De aquí a una semana estaremos hablando de vencedores y vencidos como si el resultado de los dos próximos enfrentamientos marcara el futuro de uno y otro equipo. La 'Supercopa' será una prueba de fuego para aquellos jugadores que ahora centran todas las miradas. Más o menos conocemos la alineación de Zidane, sin embargo ignoramos las preferencias del técnico extremeño. No hay nada mejor que un clásico para calentar motores. Después ya veremos con qué nombres nos sorprenden Florentino y Bartomeu hasta que se cierre el mercado de fichajes.

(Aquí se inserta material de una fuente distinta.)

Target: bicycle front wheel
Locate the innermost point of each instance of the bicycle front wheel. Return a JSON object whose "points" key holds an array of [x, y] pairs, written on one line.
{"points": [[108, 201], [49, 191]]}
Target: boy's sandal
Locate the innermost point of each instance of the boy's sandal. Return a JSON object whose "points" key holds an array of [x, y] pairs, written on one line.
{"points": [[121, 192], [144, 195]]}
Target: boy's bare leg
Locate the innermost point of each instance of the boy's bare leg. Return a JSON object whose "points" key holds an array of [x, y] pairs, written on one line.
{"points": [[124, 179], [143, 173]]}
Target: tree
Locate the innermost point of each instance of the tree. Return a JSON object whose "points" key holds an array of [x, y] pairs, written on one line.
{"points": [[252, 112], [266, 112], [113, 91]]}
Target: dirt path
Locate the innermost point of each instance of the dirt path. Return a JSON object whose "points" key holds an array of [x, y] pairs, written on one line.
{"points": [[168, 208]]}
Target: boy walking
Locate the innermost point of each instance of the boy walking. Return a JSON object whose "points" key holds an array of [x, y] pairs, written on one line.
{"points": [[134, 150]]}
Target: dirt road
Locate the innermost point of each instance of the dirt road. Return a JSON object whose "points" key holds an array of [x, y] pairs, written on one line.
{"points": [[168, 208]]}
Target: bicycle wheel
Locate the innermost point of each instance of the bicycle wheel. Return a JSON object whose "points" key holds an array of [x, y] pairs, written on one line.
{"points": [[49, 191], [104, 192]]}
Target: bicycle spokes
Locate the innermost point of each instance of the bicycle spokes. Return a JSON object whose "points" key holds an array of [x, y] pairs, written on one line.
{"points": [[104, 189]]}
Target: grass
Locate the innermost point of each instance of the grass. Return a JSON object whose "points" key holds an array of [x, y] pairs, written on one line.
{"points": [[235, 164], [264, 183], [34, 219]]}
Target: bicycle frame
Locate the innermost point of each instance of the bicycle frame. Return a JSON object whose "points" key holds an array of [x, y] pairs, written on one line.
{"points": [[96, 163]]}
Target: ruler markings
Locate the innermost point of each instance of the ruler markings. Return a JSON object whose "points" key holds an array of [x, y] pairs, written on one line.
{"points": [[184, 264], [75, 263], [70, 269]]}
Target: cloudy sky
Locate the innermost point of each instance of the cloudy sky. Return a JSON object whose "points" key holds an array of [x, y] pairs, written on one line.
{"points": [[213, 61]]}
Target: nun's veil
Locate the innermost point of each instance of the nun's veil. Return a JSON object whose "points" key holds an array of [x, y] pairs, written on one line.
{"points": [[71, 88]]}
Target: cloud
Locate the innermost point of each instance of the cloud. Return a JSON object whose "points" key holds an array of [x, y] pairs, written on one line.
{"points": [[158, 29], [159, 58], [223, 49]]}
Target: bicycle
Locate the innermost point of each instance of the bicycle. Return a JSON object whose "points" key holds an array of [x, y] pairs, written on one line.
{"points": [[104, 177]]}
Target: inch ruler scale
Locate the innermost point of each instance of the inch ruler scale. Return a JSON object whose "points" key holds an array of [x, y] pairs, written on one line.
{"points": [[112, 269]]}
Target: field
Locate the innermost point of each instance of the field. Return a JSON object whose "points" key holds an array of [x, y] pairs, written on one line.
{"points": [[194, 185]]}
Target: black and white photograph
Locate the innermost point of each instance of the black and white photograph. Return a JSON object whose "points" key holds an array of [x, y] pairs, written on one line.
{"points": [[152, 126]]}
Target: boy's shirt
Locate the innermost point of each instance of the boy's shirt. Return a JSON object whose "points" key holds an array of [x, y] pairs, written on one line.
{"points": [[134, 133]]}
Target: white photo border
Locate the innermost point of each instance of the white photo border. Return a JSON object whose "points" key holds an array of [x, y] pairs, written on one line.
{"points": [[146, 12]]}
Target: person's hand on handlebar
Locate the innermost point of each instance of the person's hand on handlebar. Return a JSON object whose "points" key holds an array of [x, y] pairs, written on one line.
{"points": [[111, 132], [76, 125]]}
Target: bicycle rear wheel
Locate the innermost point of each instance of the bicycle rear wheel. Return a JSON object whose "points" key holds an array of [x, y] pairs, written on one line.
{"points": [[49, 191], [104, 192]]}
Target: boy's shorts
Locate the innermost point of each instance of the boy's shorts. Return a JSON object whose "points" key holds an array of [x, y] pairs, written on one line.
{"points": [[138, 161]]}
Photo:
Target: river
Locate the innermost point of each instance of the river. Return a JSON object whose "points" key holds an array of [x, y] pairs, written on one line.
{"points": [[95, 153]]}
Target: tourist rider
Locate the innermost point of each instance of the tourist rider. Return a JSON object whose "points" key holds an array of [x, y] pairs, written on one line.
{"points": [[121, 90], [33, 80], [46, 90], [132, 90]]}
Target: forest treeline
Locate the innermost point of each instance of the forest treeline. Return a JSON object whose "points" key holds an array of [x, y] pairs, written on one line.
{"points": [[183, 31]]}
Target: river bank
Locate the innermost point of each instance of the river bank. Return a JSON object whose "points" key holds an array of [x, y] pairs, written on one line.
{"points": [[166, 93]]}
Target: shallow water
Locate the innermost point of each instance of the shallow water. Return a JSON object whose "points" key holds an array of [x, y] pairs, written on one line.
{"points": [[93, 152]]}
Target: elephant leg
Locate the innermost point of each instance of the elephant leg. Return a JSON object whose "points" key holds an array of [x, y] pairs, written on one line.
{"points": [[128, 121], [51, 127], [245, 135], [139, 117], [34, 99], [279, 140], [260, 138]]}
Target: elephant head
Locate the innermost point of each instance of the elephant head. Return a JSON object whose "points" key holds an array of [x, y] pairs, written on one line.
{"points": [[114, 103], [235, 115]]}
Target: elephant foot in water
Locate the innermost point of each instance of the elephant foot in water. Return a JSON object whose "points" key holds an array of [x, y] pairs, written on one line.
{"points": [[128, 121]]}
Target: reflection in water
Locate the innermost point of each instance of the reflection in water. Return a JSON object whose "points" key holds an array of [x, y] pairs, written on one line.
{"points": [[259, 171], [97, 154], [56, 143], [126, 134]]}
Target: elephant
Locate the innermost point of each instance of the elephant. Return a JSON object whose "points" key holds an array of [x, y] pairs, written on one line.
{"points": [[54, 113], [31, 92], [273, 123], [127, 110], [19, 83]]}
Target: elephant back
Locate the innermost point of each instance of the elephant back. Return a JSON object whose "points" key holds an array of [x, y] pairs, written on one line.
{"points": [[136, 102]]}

La fiebre del oro ha convertido el fútbol en una desbordante locura. El espectáculo se desarrolla en los despachos. Un melodrama en el que se barajan nombres como si fueran minas de riqueza. Hasta el 31 de agosto viviremos más pendientes de las cotizaciones de determinados futbolistas en el mercado de valores que del resultado de los partidos. Me temo que algún día, nada lejano, olvidaremos las canteras donde surgen las figuras más brillantes.